Apostol's Calulus: Prove that $[x+y] = [x]+[y]$ or $[x]+[y]+1$, where $[·]$ is the floor function.

Question

Prove that $[x+y] = [x]+[y]$ or $[x]+[y]+1$, where $[·]$ is the floor function

I'm Having a little bit of trouble with the last part of this proof.

First, I will use the definition of floor function:

$[x] = m ≡ m ≤ x < m+1$

and

$[y] = n ≡ n ≤ y < n+1$

so, $[x]+[y] = m+n ≡ m+n ≤ x+y < m+n+2$

This is where I get stuck; I have that $[x+y] = t ≡ t ≤ x < t+1 $, so putting $m+n ≤ x+y < m+n+2$ in that form, seems impossible, let alone the one that corresponds to $[x]+[y]+1$.

Could you help me with this last part?

Thanks in advance.

Answer 1

$m+n\le x+y<m+n+2\implies\lfloor x+y\rfloor=m+n$ or $m+n+1$, because the only integers in $[m+n,m+n+2)$ are $m+n, m+n+1$

Answer 2

I didn't read the question exactly, but you have floor(x)=n iff. $n<x<n+1$, hence you get $...<m+n+2$ instead of $\leq$.

Answer 3

You have $[x] = m$ and $[y] = n$ so $m+n\le x + y < m+n+2$

But how does $x+y$ compare to $m + n + 1$? There are two possibilities.

1) $x + y < m+n + 1$ then

$m + n \le x + y < m+ n + 1$. Then by definition you have $[x+y] = m+n = [x]+[y]$.

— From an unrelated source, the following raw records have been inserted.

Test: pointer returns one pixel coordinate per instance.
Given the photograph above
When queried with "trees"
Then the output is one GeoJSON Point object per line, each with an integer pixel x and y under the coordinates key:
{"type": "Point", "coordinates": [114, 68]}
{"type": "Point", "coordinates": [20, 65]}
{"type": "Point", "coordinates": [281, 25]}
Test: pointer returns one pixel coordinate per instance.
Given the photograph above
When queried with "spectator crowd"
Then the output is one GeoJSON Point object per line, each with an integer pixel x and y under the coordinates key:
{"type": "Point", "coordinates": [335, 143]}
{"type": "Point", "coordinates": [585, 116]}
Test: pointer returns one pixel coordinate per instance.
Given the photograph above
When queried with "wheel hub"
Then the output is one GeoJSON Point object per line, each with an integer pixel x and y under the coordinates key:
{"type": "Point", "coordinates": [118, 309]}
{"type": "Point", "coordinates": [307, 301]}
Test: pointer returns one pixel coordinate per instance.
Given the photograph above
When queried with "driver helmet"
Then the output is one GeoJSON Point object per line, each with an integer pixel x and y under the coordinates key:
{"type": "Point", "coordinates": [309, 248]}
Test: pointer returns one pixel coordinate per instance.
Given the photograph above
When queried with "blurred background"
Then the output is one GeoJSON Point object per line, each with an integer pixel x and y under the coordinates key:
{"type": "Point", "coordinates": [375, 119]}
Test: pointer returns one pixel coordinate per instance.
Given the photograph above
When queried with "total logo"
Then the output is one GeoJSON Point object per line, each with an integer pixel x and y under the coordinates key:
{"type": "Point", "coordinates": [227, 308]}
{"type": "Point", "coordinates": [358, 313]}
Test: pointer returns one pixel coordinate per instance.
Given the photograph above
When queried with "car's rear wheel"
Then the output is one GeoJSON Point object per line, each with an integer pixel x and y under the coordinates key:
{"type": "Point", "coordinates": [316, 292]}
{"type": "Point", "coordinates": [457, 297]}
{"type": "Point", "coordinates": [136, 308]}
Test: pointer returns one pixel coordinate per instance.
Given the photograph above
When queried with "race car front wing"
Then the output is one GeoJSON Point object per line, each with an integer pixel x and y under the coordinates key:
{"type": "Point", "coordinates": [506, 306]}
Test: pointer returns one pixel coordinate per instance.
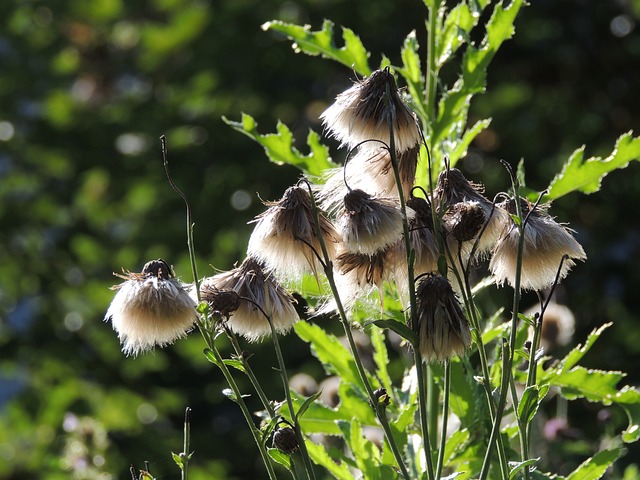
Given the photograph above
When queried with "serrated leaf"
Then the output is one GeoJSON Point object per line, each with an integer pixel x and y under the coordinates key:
{"type": "Point", "coordinates": [596, 466]}
{"type": "Point", "coordinates": [399, 328]}
{"type": "Point", "coordinates": [576, 354]}
{"type": "Point", "coordinates": [279, 146]}
{"type": "Point", "coordinates": [335, 357]}
{"type": "Point", "coordinates": [279, 457]}
{"type": "Point", "coordinates": [320, 456]}
{"type": "Point", "coordinates": [353, 54]}
{"type": "Point", "coordinates": [528, 405]}
{"type": "Point", "coordinates": [305, 405]}
{"type": "Point", "coordinates": [230, 394]}
{"type": "Point", "coordinates": [454, 104]}
{"type": "Point", "coordinates": [586, 175]}
{"type": "Point", "coordinates": [462, 146]}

2) $x + y \ge m+n + 1$ then

$m+n + 1 \le x+y < m+n + 2=(m+n+1) + 1$ so by definition you have $[x+y] = m+n+1$.

That's it.

Answer 4

Let $m=\lfloor x\rfloor$ and $n=\lfloor y\rfloor$; let $\{x\}=x-\lfloor x\rfloor=x-m$ and $\{y\}=y-\lfloor x\rfloor=y-n$. Then $$ x+y=m+\{x\}+n+\{y\} $$ Note that $0\le\{x\}<1$ and $0\le\{y\}<1$, so $0\le\{x\}+\{y\}<2$. There are two cases:

1. if $0\le\{x\}+\{y\}<1$, then $m+n\le x+y<m+n+1$ and so $\lfloor x+y\rfloor=m+n$;
2. if $1\le\{x\}+\{y\}<2$, then $m+n+1\le x+y<m+n+2$ and so $\lfloor x+y\rfloor=m+n+1$.

Answer 5

Alternatively. By definition $[x+y]$ is the largest possible integer that this less than or equal to $x+y$. But $[x] \le x$ and $[y] \le y$ so $[x] + [y] \le x+y$. So $[x]+[y] \le [x+y]$.

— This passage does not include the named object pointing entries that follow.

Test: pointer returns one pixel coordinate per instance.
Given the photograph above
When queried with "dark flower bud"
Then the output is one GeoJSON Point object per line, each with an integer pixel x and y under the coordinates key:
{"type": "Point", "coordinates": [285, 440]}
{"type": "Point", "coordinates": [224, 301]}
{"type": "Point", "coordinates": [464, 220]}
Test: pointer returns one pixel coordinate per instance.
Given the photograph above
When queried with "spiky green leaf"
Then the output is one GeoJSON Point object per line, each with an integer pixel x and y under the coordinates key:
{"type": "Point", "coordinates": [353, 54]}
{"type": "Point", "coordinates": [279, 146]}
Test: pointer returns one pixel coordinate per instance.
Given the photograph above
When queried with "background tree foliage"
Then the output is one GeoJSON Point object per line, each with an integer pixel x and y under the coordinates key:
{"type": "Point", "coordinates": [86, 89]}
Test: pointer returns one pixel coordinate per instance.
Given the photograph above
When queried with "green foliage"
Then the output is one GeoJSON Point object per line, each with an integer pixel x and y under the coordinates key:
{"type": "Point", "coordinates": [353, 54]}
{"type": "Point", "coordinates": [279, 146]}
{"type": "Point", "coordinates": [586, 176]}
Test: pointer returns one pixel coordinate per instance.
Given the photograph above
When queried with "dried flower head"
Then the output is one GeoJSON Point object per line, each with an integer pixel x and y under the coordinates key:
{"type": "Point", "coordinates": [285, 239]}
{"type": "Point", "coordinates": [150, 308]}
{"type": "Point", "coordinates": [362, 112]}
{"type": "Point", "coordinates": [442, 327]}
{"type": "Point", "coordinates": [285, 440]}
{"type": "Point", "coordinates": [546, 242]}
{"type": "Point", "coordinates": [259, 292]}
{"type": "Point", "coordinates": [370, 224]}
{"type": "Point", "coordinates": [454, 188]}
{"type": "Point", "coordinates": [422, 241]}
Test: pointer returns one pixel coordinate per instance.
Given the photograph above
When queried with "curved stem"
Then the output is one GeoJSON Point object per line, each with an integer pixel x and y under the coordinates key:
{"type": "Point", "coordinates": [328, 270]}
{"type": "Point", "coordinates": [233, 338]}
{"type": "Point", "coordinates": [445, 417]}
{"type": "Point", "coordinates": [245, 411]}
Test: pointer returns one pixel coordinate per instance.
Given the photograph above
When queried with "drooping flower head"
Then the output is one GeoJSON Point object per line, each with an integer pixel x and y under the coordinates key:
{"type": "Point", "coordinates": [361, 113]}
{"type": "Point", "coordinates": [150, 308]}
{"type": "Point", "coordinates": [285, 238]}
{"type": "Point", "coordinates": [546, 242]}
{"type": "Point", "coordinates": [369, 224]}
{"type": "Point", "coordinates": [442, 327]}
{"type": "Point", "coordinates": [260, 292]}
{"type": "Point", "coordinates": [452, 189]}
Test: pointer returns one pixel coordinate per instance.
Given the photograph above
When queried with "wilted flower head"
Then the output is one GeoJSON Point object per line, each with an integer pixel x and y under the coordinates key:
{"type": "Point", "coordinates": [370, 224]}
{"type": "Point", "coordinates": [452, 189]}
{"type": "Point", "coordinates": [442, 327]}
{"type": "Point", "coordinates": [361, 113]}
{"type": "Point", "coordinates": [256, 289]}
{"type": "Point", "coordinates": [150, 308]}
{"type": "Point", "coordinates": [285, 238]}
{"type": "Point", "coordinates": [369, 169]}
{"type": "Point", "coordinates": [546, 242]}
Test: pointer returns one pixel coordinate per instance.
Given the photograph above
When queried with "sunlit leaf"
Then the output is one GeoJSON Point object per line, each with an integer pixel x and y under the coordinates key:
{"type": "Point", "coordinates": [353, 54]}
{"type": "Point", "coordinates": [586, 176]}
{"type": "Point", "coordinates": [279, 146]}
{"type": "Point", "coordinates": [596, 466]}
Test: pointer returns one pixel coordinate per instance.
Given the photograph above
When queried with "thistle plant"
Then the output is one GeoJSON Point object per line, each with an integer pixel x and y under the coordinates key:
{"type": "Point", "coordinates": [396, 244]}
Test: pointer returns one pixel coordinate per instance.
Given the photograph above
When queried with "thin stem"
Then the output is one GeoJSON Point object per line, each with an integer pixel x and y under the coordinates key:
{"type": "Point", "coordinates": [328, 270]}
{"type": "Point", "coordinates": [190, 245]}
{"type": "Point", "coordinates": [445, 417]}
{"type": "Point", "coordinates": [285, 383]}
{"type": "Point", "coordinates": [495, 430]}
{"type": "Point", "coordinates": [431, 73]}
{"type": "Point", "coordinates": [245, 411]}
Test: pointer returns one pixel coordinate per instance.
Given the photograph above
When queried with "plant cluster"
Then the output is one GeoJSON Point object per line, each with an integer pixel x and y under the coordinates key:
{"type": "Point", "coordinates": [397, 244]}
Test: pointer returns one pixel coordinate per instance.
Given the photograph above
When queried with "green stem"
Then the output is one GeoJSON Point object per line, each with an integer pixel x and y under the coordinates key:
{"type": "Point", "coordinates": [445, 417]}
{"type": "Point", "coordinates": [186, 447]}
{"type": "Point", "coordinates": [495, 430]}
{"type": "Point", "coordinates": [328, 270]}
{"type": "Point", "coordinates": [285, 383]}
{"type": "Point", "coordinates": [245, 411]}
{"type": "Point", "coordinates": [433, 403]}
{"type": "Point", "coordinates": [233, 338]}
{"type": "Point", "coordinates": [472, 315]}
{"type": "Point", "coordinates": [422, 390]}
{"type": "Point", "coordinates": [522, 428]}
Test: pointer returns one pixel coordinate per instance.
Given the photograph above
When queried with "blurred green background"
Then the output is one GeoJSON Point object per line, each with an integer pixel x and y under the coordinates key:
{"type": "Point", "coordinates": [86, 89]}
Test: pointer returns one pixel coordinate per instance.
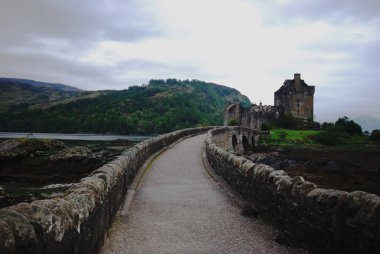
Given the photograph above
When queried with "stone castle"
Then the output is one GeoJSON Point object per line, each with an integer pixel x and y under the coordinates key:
{"type": "Point", "coordinates": [294, 97]}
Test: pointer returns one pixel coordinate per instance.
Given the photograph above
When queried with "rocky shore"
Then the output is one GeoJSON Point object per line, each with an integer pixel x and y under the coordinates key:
{"type": "Point", "coordinates": [335, 169]}
{"type": "Point", "coordinates": [32, 169]}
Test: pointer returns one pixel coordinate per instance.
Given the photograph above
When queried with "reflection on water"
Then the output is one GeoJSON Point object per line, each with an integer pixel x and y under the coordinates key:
{"type": "Point", "coordinates": [61, 136]}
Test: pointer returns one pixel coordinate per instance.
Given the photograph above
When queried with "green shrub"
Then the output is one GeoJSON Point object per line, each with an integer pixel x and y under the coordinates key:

Likewise $[x+y] + 1$ by definition is the smallest possible integer that is larger $x + y$. But $[x]+ 1 > x$ and $[y] + 1 > y$ so $[x]+[y] + 2 > x+y$. So $[x] + [y] + 2\ge [x+y]+1$.

So $[x]+[y] + 1 \ge [x+y]$.

So $[x]+[y] \le [x+y] \le [x] + [y] + 1$

As $[x]+[y]$ and $[x+y]$ and $[x] + [y]+1$ are all integers. And there is NO integer between $[x] +[y]$ and $[x]+[y]+1$ there are only two options $[x] + [y]= [x+y]$ or $[x+y] = [x] + [y]+1$.

.......

And a third way.

$[x] \le x < [x]+1$ means $0 \le x - [x] < 1$.

A) $0 \le x-[x] < 1$ and $0 \le y -[y] < 1$ so $0 \le x+y -[x]-[y] < 2$.

B) $0 \le x+y - [x+y] < 1$.

Reverse B) to get

B') $-1 < [x+y] - x - y \le 0$.

Add B' and A to get:

$-1 < ([x+y] - x - y) + (x + y - [x]-[y]) < 2$ so

$-1 < [x+y] - [x] -[y] < 2$ or

$0 \le [x+y] -[x] -[y] \le 1$ or

$[x]+[y] \le [x+y] \le [x] + [y] + 1$.

.....

Basically: $x+y$ is between $[x+y]$ and $[x+y] + 1$; two integers that are only $1$ apart.

But $x + y$ is also between $[x] + [y]$ and $[x] + [y] + 2$; two integers that are only $2$ apart.

There are only so many choicese to find these integers $[x+y], [x]+[y], [x+y] + 1$ and $[x]+[y] + 2$ so that they all fit in such a tight range.

It doesn't matter how you prove it but you must have $[x+y]$ and $[x]+ [y]$ within one of each other and you must have $[x]+[y]\le [x+y]$. There are only two ways that can happen.